The above discussion notwithstanding, structural and systemic chuck holds like: inadequate skills, reliance on external donors, low renumeration, passive participation in health management, and low autonomy levels impede CHWs to exercise their full potential. A high cost of living compounded with all these bottlenecks demotivates CHWs to effectively execute their already voluntary duties, thereby widening gaps in quality health service delivery.
COVID-19 continues to brutally spotlight the need to center CHWs as a strategy to address ‘formal’ healthcare worker shortage concerns. As Eunice Mallari opines, CHWs act as frontline health workers with the ability to mobilize and pass on culturally appropriate health information (Eunice Mallari, 2020). For instance, Uganda, like elsewhere imposed mandatory lock-downs as a measure to respond to the pandemic. Due to pre-existing health governance challenges, demand for community-based healthcare increased. Government, through its national community engagement strategy, constituted a village COVID-19 taskforce to promote community-based case management and ensure effective monitoring and information sharing in real time.
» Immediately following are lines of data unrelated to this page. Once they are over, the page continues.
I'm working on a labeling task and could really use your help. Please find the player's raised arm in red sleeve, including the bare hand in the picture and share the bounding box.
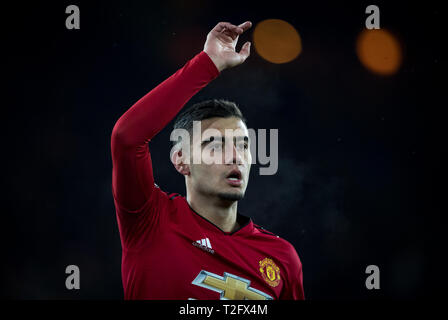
[111,22,251,213]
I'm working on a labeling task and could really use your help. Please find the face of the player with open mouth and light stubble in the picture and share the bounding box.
[189,117,252,201]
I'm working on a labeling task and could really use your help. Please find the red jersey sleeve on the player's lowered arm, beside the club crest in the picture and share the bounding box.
[280,244,305,300]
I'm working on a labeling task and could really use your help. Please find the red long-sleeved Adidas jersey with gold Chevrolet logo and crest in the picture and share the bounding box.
[111,51,304,300]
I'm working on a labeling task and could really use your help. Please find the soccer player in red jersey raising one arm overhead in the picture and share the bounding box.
[111,21,304,300]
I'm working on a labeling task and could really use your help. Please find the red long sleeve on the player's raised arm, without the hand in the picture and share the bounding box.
[111,51,219,245]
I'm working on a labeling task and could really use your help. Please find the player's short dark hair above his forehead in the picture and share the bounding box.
[173,99,246,144]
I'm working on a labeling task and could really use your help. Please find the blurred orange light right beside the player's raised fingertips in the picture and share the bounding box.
[253,19,302,63]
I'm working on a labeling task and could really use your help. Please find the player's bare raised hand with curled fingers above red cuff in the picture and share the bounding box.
[204,21,252,72]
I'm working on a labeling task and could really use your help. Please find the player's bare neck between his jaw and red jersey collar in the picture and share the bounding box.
[187,193,239,232]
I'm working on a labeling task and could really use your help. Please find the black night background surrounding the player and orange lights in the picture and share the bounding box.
[0,1,440,300]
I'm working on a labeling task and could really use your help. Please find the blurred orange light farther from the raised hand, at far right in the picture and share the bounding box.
[356,29,402,75]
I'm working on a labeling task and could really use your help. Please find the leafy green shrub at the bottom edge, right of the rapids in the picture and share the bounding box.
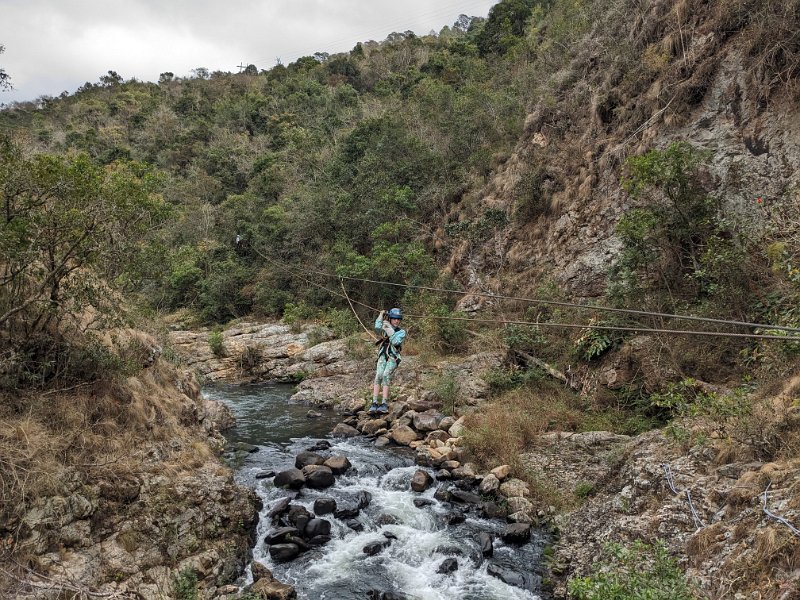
[568,541,696,600]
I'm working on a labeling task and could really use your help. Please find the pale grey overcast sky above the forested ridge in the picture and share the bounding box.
[0,0,497,103]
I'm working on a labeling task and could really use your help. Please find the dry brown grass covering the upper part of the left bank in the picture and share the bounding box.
[0,346,212,555]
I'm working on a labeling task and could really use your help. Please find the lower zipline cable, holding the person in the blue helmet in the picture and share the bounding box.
[254,248,800,342]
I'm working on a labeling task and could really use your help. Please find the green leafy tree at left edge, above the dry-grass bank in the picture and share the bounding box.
[0,138,165,344]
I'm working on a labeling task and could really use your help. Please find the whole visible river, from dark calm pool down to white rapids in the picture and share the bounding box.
[204,385,545,600]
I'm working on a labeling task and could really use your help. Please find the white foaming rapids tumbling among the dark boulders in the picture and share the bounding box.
[241,440,539,600]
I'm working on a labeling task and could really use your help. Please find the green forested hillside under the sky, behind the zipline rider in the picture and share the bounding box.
[3,1,541,322]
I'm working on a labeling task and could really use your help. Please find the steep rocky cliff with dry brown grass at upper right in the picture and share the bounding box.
[450,0,800,297]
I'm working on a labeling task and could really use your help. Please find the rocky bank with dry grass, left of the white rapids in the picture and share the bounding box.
[0,334,258,598]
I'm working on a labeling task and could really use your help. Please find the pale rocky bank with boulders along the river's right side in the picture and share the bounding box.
[170,325,800,600]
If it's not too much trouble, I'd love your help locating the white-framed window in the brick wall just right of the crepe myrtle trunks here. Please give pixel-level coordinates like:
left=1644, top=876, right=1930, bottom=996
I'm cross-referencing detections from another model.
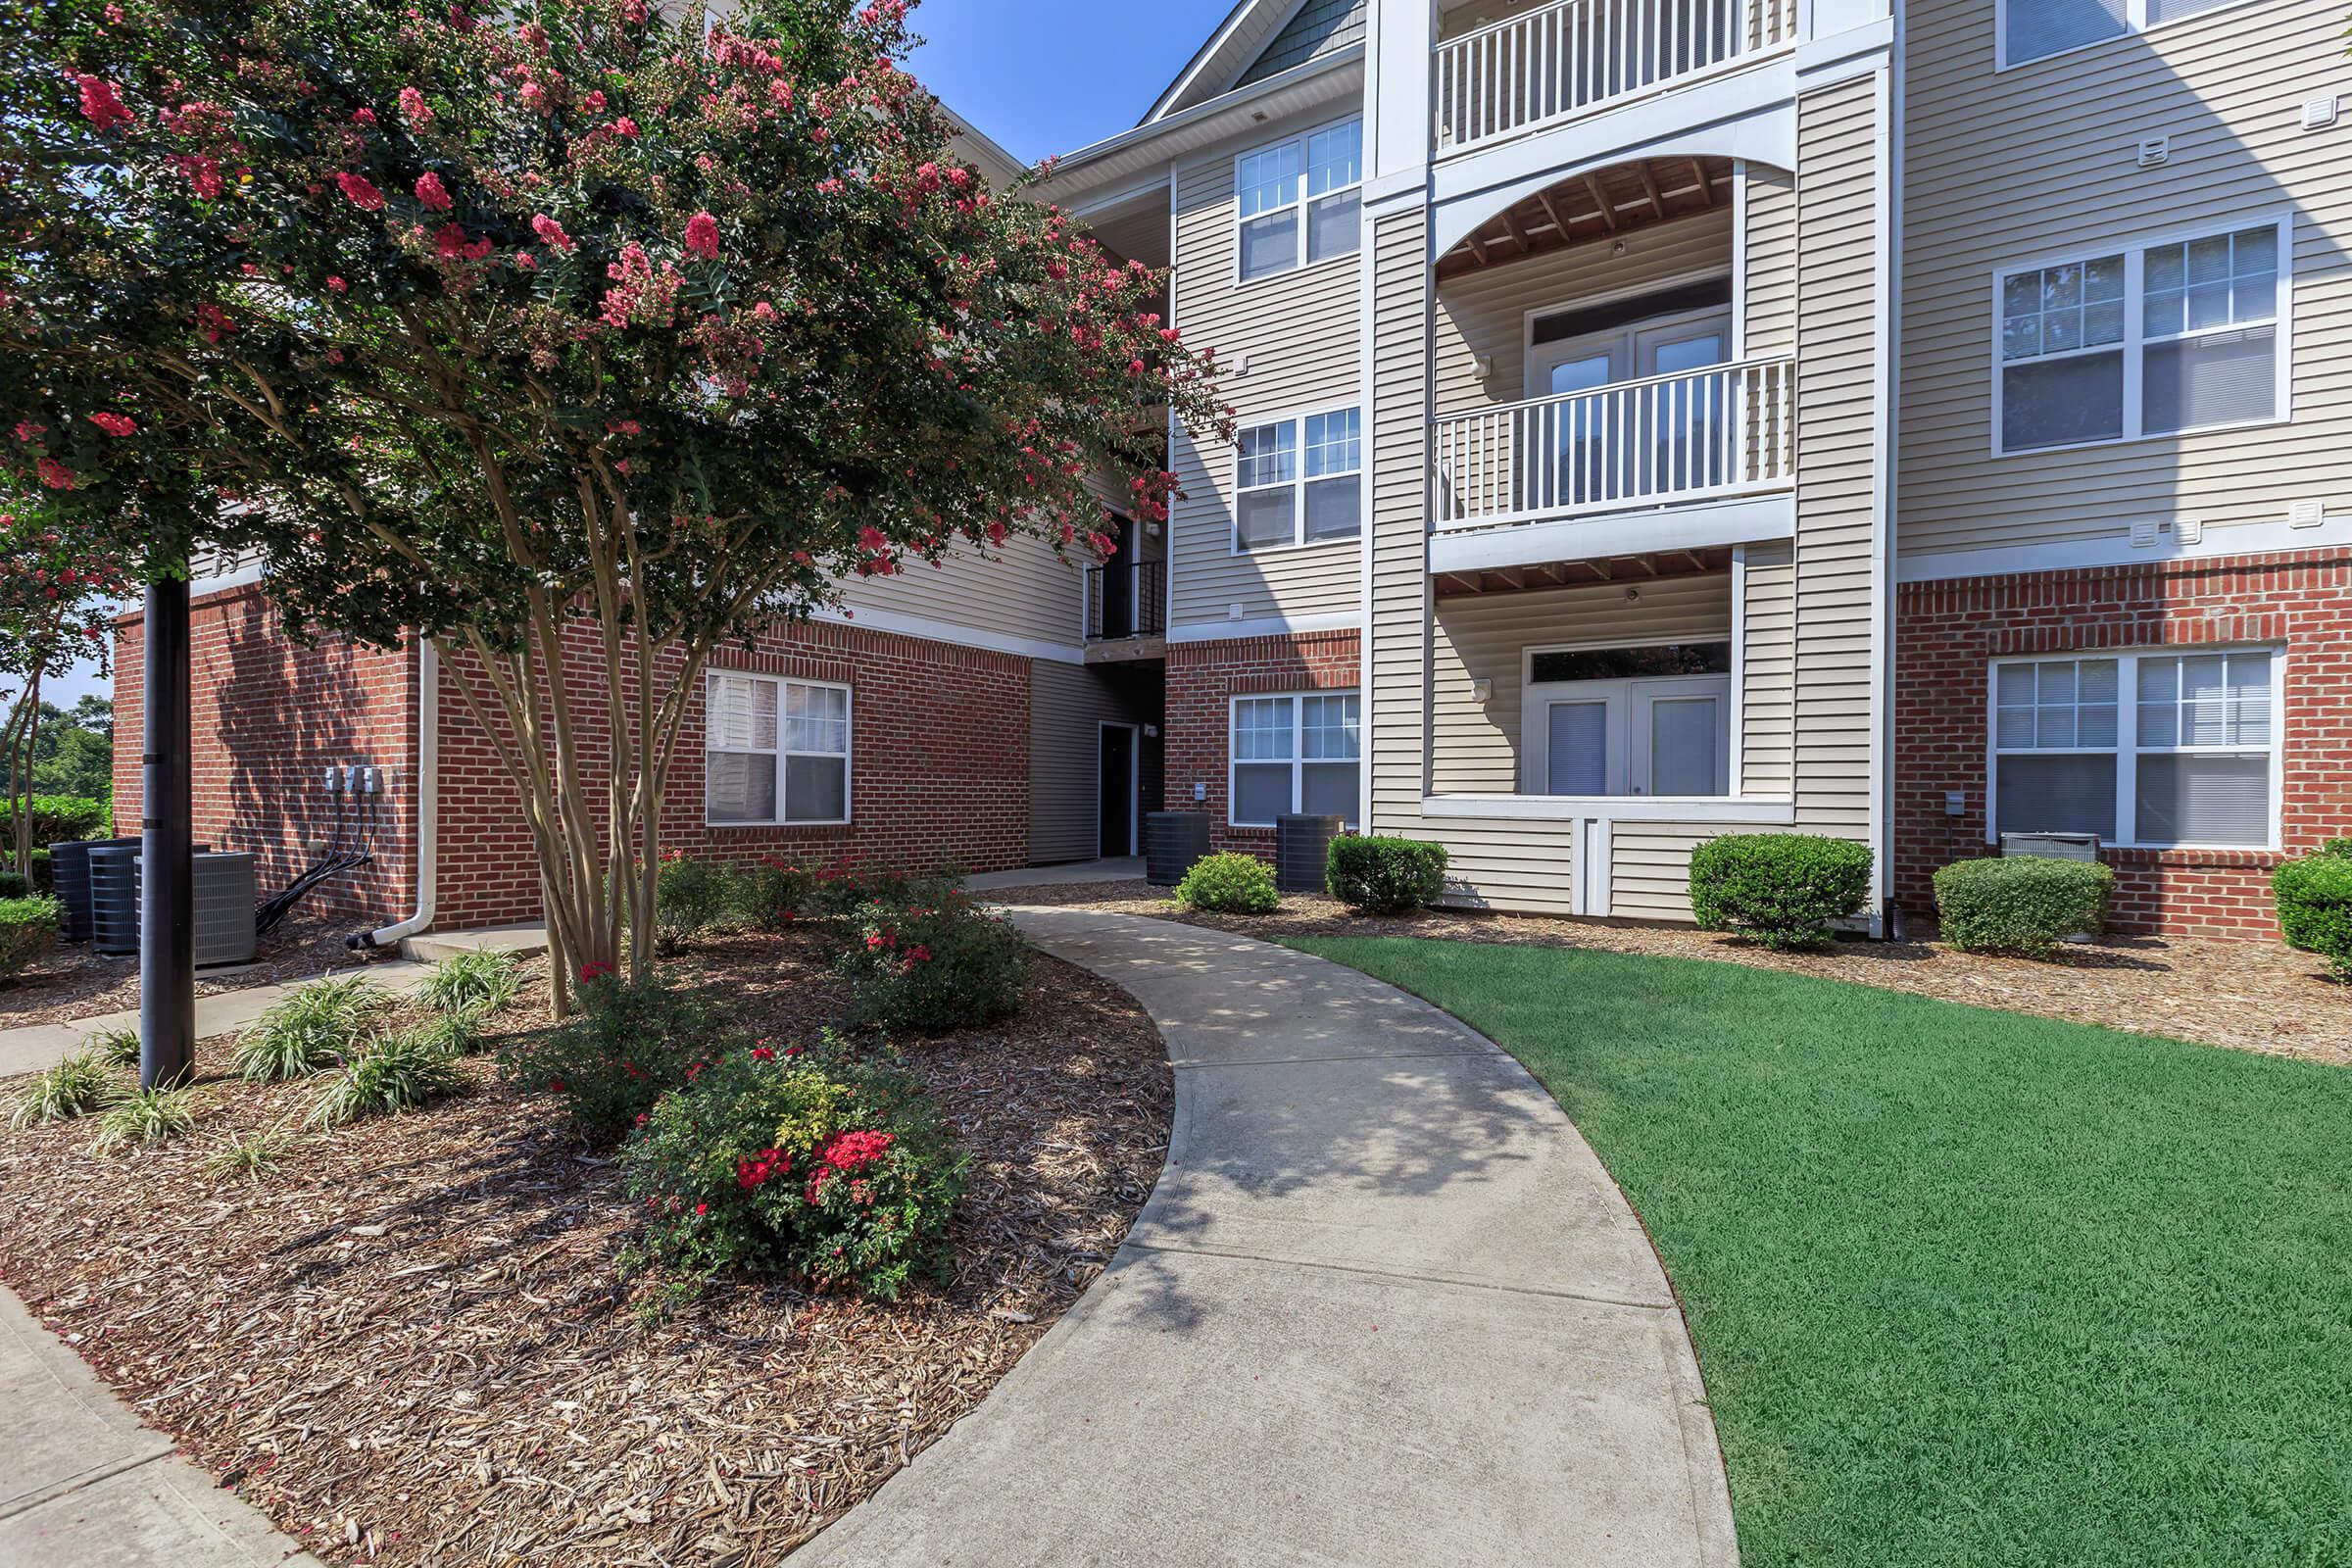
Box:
left=704, top=670, right=849, bottom=825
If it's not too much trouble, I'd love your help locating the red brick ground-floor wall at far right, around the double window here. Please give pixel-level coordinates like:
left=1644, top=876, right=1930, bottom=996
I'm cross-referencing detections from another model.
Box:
left=1893, top=550, right=2352, bottom=938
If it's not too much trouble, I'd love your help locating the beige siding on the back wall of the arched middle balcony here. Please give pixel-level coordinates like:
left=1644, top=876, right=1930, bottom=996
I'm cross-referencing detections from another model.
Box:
left=1435, top=207, right=1731, bottom=416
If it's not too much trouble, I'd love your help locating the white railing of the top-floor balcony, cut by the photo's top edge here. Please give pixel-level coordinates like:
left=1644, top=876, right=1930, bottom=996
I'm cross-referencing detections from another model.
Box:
left=1435, top=0, right=1797, bottom=153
Despite putting their lives on the line, CHWs decried a lack of personal protective equipment, and low wages among others.
COVID-19 continues to brutally spotlight the need to center CHWs as a strategy to address ‘formal’ healthcare worker shortage concerns.
Taking COVID-19 as an entry point in health system strengthening, government should adequately remunerate CHWs, steward and monitor existing CHWs initiatives, provide CHWs with personal protective equipment, and invest in refresher training modules.
The above discussion and lived experience of a CHW underscores the urgent need to revamp discourse on how to center CHW in health system strengthening, and for government to recognize their contribution. Government should address the underlying obstacles that obscure their full efficiency.
Initiative for Social and Economic Rights (ISER) runs a social mobilization and accountability Program. Through this program, ISER uses a participatory approach where it merely facilitates communities to identify, mobilize, engage and holder decision makers accountable.